In July-September, fresh investment proposals rose 67.2% in terms of new projects, and by 107.1% in terms of project investments on a quarter-on-quarter basis, according to data from Projects Today. In all, 2,219 new projects entailing a total investment of 2.19 trillion were announced in Q2, rising from 1,327 new projects worth 1.05 trillion in Q1.

A particular bright spot for listed EPC firms has been awarding of contracts for national highways. NHAI has awarded 1,330km of highways in the fiscal first half, which was 1.6 times FY20 and 3.5 times FY19 levels. For the awarded projects, NHAI has already completed at least 80% of the land acquisition. NHAI has set a target of awarding 4,500km of projects during FY21.

NHAI has also used digital banking to disburse about 10,000 crore to contractors, boosting their cash flows. It has also set up a dispute resolution board for speedy resolution while the projects are in progress.

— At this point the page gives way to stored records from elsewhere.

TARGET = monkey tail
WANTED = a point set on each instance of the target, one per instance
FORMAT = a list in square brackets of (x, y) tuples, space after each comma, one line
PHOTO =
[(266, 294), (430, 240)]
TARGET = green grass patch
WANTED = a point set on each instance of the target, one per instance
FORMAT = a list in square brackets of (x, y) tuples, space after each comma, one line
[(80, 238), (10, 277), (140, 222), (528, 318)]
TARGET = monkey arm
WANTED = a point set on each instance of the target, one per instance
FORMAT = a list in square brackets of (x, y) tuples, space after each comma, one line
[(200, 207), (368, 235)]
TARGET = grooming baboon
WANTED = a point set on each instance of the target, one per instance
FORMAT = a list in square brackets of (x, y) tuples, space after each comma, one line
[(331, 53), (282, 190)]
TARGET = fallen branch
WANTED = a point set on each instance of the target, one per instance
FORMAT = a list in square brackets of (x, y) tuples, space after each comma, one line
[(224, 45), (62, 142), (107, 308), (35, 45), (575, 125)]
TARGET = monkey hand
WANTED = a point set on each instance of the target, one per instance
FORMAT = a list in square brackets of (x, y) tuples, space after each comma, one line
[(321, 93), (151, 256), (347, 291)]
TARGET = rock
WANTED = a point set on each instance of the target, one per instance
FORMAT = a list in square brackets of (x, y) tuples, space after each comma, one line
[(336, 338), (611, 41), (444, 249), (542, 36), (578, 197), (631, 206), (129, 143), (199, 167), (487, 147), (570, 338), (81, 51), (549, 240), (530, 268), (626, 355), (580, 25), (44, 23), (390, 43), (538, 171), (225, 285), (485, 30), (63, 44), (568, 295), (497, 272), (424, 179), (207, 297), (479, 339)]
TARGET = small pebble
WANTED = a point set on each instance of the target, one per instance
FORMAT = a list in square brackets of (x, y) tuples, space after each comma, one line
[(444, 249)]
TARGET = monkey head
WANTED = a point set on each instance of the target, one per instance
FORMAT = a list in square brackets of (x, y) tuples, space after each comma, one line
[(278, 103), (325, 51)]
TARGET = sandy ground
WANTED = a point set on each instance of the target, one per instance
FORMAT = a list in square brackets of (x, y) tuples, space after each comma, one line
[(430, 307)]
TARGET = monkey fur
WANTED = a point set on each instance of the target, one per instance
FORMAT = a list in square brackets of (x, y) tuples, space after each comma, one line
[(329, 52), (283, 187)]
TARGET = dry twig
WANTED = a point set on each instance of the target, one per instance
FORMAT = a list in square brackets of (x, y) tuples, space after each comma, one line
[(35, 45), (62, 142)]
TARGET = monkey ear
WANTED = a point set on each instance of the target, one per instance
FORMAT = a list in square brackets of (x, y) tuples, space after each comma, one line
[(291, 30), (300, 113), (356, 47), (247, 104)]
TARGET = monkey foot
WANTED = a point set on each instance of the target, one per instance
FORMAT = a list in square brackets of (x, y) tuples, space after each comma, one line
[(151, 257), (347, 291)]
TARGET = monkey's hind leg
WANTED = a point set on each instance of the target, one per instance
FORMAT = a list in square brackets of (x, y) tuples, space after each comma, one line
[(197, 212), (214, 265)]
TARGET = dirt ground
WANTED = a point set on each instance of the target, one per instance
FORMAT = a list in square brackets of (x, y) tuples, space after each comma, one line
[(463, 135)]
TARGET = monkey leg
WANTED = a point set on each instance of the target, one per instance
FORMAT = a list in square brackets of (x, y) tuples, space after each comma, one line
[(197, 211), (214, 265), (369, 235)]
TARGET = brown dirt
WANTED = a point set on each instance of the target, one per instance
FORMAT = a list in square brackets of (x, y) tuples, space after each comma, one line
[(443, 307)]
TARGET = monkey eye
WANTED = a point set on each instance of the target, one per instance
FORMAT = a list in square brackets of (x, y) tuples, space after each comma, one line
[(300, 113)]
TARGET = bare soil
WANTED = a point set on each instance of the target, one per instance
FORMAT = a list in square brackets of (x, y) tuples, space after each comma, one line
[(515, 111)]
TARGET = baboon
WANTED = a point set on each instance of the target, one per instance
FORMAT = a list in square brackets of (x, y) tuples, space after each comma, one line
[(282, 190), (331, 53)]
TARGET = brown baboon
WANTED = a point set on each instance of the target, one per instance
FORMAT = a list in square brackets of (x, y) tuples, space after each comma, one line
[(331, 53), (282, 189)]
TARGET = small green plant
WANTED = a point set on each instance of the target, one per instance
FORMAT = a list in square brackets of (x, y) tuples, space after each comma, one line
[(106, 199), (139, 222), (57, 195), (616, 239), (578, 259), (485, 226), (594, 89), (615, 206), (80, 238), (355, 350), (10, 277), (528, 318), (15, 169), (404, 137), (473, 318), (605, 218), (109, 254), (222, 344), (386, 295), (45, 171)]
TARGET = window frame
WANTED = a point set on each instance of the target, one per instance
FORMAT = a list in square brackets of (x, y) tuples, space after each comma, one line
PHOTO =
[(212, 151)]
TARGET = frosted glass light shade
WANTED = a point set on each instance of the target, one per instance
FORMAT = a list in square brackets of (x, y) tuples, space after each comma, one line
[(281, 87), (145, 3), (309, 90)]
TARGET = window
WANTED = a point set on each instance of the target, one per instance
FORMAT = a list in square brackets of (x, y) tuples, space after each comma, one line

NHAI has also made changes to the concession agreement on hybrid annuity projects, linking annuity payments to bank lending rates.

Credit ratings agency Icra said in a report last month that the Union government will maintain its pace of infrastructure spending, given its positive multiplier effect on the overall economy.

“The states in particular are staring at a huge revenue deficit in the current financial year and, therefore, the headroom available to them for incurring capital expenditure has reduced substantially. The private sector capex and the interest in public private partnership-based infrastructure projects is also expected to be limited in the near term due to increased risk averseness and limited capital availability. As a result, EPC projects in roads and rail are expected to witness heightened competition."